JS: Well for one thing, there’s a lot less room for error on stage. When you’re on stage, the audience is seeing everything, so every word and action has to be meticulously planned. Close up is more like jazz. You can improvise and take chances. I started out as a close up performer and when I first started doing stage shows, it took a while for me to learn I couldn’t just wander off and start reading minds in the aisles because nobody could see what the hell I was doing. I’ve gotten better at staying on the stage, but that’s still where my impulses go. I’m constantly thinking about how to make my stage work feel more personal. I think there’s just something special about standing a foot away from someone and showing them something completely impossible.
Downtown: What is the at home seance show you are developing?

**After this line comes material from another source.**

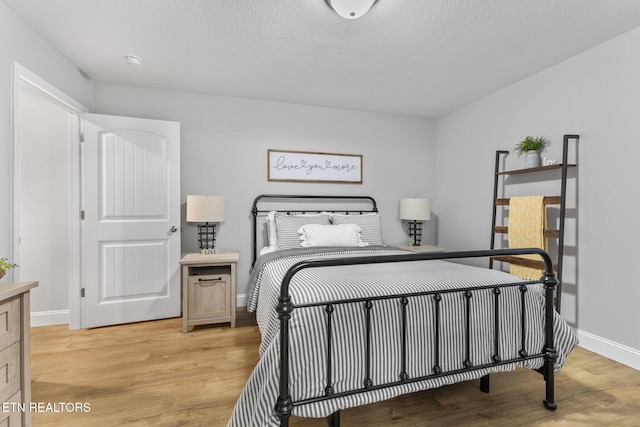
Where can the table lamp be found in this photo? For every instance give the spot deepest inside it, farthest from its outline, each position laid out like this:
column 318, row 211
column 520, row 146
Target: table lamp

JS: The show is called “The Other Side,” and it’s a modern spin on a victorian Séance. Each night, fourteen audience members are invited to a complimentary cocktail party, taken through the history of spiritualism and then ultimately participate in a Séance of their own. I’ve performed iterations of the show for nearly four years, but this is the first time it will be performed for an extended run. The “in home” element was really an idea of necessity. We wanted to take our time finding the show a permanent venue so while we searched, we decided to workshop it in private apartments throughout the city. It was a fascinating learning experience because, historically, that’s how many Séances were done. An aristocrat would hire a medium to come to his or her home and create this experience in their parlor for their friends and family. In a way, these mediums were perfecting the art of site specific theatre before it even existed.
Downtown: Where can people see you now?
Downtown: What is different about your new show?
JS: I think what makes “The Other Side” special is that it really does have something to offer regardless of whether or not you believe in ghosts. As a skeptic myself, I’m much more interested in how Séances brought people together and sparked the cultural imagination than with whether or not they were “real”. I think that mystery is half the fun.
Downtown: How do you develop your show/act?
JS: For me, it usually starts with a story. A lot of my act is built around personal or historical stories that I think are interesting and worth telling. Then it becomes a question of how can magic (or more often mentalism) improve the telling of this story? And if it can’t, I either scrap the idea or sometimes just tell the story on its own. There’s nothing worse than forcing magic onto art that doesn’t need it. I don’t think anyone would have enjoyed Hamlet more as a card trick.
Downtown: How do you keep it interesting for yourself from night to night?
JS: The great thing about a mind-reading show is it’s literally different every single night. There are a few moments where I may be trying to influence someone to make a certain choice, but by and large I have absolutely no idea what people are going to think of before the show begins so I’m getting to experience the show with them. That said, anytime the act starts to feel too comfortable I’ll always try and push myself to take a risk even if that means doing something I know might not have a 100 percent chance of working out.
Downtown: Chicago or NY pizza?
JS: Oh Chicago without a doubt. Jon Stewart once accused deep dish of basically being tomato soup in a bread bowl, and I honestly didn’t realize he meant it as an insult.
Downtown: Favorite venue Downtown?
JS: It sounds silly, but the Regal Cinema in Battery Park is probably one of my favorite places to go when I have a day off. I’m a film nerd at heart, and, in addition to being a great theatre, that whole neighborhood just feels so different from the rest of the island. It reminds me of Chicago. The streets are wide and when the movie is over you can grab a milkshake from Shake Shack and just walk along the waterfront, which I think is one of the nicest walks in New York’s City.